Im Oktober 2006, kurz vor Ende seiner Amtszeit ernennt Jacques Chirac den Juristen Laurent Le Mesle zum Generalstaatsanwalt am Pariser Berufungsgericht. Von 2002 bis 2004 ist dieser Berater des Staatspräsidenten Jacques Chirac in juristischen Angelegenheiten, 2004 Kabinettschef des Justizministers Dominique Perben und 2005 des Justizministers Pascal Clément. Die Ernennung wird in Gerichtskreisen als schockierend bezeichnet; er verkörpere die Vermischung von Justiz und Politik, den Mißbrauch der Justiz zu persönlichen Zwecken. Laurent Le Mesle schreibt im Jahr 1999 ein Buch, in dem er rechtfertigt, daß der Justizminister dem Gericht zur Verhandlung schriftliche Anweisungen geben kann.

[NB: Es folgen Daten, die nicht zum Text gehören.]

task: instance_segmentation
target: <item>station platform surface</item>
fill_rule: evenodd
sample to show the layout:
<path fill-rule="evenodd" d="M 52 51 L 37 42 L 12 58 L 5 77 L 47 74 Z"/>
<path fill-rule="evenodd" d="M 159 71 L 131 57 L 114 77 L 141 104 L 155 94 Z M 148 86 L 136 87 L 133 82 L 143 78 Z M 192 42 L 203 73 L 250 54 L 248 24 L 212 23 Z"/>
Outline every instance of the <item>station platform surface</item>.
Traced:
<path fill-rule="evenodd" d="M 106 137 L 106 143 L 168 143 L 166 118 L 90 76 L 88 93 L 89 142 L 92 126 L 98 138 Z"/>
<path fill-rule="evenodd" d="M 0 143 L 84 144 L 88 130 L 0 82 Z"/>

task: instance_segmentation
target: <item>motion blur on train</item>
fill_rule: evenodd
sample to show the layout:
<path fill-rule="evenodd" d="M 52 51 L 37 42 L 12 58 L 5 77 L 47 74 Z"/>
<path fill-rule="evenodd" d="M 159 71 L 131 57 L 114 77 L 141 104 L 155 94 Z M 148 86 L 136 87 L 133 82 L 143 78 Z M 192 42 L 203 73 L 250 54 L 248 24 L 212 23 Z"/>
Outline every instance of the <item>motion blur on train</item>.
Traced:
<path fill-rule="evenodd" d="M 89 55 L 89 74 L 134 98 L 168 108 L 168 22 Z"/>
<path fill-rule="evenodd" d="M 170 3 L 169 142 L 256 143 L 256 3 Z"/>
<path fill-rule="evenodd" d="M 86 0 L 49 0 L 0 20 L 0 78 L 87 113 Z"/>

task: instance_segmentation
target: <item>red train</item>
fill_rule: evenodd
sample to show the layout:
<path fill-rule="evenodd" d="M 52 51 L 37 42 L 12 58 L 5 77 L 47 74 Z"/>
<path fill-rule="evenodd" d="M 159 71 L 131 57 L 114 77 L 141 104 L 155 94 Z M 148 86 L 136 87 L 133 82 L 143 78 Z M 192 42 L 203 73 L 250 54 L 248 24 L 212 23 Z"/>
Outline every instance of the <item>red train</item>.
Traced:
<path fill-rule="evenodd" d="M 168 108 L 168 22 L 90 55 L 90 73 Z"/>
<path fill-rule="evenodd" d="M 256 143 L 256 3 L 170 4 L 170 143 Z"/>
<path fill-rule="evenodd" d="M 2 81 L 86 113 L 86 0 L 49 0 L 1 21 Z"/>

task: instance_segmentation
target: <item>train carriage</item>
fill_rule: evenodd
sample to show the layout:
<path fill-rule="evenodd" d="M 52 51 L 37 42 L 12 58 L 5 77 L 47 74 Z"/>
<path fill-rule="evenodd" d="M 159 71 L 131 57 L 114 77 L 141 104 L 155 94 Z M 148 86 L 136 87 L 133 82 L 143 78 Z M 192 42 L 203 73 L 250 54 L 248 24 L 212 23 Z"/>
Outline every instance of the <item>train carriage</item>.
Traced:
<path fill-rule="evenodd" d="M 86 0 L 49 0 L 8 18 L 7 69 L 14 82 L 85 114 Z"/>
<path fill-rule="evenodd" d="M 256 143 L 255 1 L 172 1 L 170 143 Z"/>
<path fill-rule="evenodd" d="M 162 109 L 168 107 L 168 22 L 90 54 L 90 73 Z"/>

Ihm wird letztinstanzlich der Fall vorgelegt, und die Methode a la franca setzt sich einmal mehr durch. Philippe Karsenty wird von ihm freigesprochen, wie schon der Staatsanwalt in erster Instanz fordert, aber der Richter auf Grund des präsidentialen Briefes nicht durchzusetzen wagt. Der Beklagte bekommt von der französischen Justiz ab sofort Narrenfreiheit, über die Erschießung des Mohammed al-Dura zu erzählen und zu schreiben, was er will, und das tut er denn auch bis heute in den USA und in Israel auf Einladung und unter Beifall. In Frankreich herrscht letztinstanzlich durchgesetzte Meinungsfreiheit, verkündet er damit weltweit. Besser könnte es für das Ansehen Frankreichs nicht laufen. Er baut sich mit seiner kleinen Mohammed-al-Dura-Industrie für 2012 sogar eine politische Karriere als Vertreter der Franzosen in Italien, Israel, Griechenland, der Türkei, Zyperns, Maltas, San Remos und des Vatikan auf und tobt dazu mit gröbstem Vokabular gegen seine Konkurrentin Valérie Hoffenberg. Charles Enderlin grummelt derweil über den ausgetricksten Philippe Karsenty und beschimpft ihn in einem Buch, aber am wichtigsten ist, daß mit dem salomonischen Urteil der Fall selbst, wer den palästinensischen Jungen erschossen hat, oder ob der gar noch lebt, für alle Zeiten aus einem Verfahren ausgenommen ist. Das ist Justiz in Frankreich auf der Höhe der Meisterschaft.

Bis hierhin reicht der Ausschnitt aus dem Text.